Depuis la prestation de serment de Mme Guilbault, « sa priorité à titre de ministre des Transports et de la Mobilité durable est d’amoindrir l’impact de la réfection du tunnel Louis-Hippolyte-La Fontaine pour les citoyens de Montréal et de la Rive-Sud, a indiqué vendredi son cabinet. Bien sûr, Mobilité Montréal, comme bien d’autres acteurs, joue un rôle dans cette coordination. »

La ministre « devra prendre davantage connaissance des dossiers avant d’entamer une réflexion approfondie sur le rôle des acteurs de la mobilité dans la région métropolitaine », a-t-on ajouté.
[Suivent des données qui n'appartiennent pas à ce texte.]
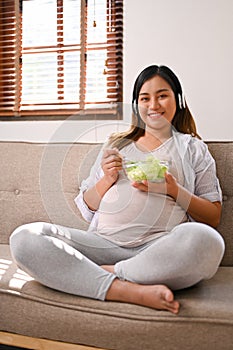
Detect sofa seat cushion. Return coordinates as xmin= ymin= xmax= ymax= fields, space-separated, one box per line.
xmin=0 ymin=245 xmax=233 ymax=350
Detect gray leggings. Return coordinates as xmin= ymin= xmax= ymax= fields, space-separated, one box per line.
xmin=10 ymin=222 xmax=224 ymax=300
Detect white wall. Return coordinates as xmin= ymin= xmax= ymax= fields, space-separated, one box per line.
xmin=0 ymin=0 xmax=233 ymax=141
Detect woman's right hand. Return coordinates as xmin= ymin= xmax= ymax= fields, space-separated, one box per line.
xmin=101 ymin=148 xmax=122 ymax=185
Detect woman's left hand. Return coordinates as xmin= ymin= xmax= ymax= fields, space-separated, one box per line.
xmin=132 ymin=172 xmax=178 ymax=198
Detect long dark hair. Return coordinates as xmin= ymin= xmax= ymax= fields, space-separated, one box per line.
xmin=109 ymin=65 xmax=200 ymax=149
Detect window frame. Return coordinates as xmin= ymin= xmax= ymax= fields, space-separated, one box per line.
xmin=0 ymin=0 xmax=123 ymax=121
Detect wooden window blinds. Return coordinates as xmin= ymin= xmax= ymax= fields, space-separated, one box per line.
xmin=0 ymin=0 xmax=123 ymax=119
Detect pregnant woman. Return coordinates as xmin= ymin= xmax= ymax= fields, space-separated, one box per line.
xmin=10 ymin=65 xmax=224 ymax=314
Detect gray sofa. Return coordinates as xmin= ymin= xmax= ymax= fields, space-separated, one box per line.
xmin=0 ymin=142 xmax=233 ymax=350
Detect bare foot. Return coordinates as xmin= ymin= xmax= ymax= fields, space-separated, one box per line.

Il reste que le dossier épineux du tunnel La Fontaine pourrait servir de test pour l’avenir de Mobilité Montréal. Geneviève Guilbault devra départager les rôles entre cet organisme et la nouvelle « cellule tactique » qu’elle a créée pour surveiller le chantier, deux entités qui comprennent plusieurs des mêmes acteurs.

Plusieurs plaident pour garder la structure en vie, malgré un leadership remis en question de toutes parts.

Marc Cadieux, le PDG de l’Association du camionnage du Québec, a fait valoir que l’organisme pouvait toujours être utile.

Mobilité Montréal, revampé et remis à jour, pourrait certainement être un outil utile pour amener tout le monde à se commettre sur des enjeux communs.

Marc Cadieux, PDG de l’Association du camionnage du Québec

Mobilité Montréal ne devrait absolument pas être démantelé, croit aussi Florence Junca-Adenot, professeure associée au département d’études urbaines de l’UQAM et ancienne présidente fondatrice de l’Agence métropolitaine de transport. « On n’a pas le choix. Il y a tous les partenaires qui sont là autour de la table. Mais il faut le faire fonctionner. »

Michel Leblanc, président et chef de la direction de la Chambre de commerce du Montréal métropolitain, qui est membre du comité directeur de Mobilité Montréal, estime quant à lui que l’organisme « a été un outil très utile pour stimuler la collaboration et identifier d’avance les enjeux, et amener des comités techniques à creuser des solutions pour les présenter à une date donnée à un comité directeur », malgré le peu de réunions tenues au sommet ces dernières années.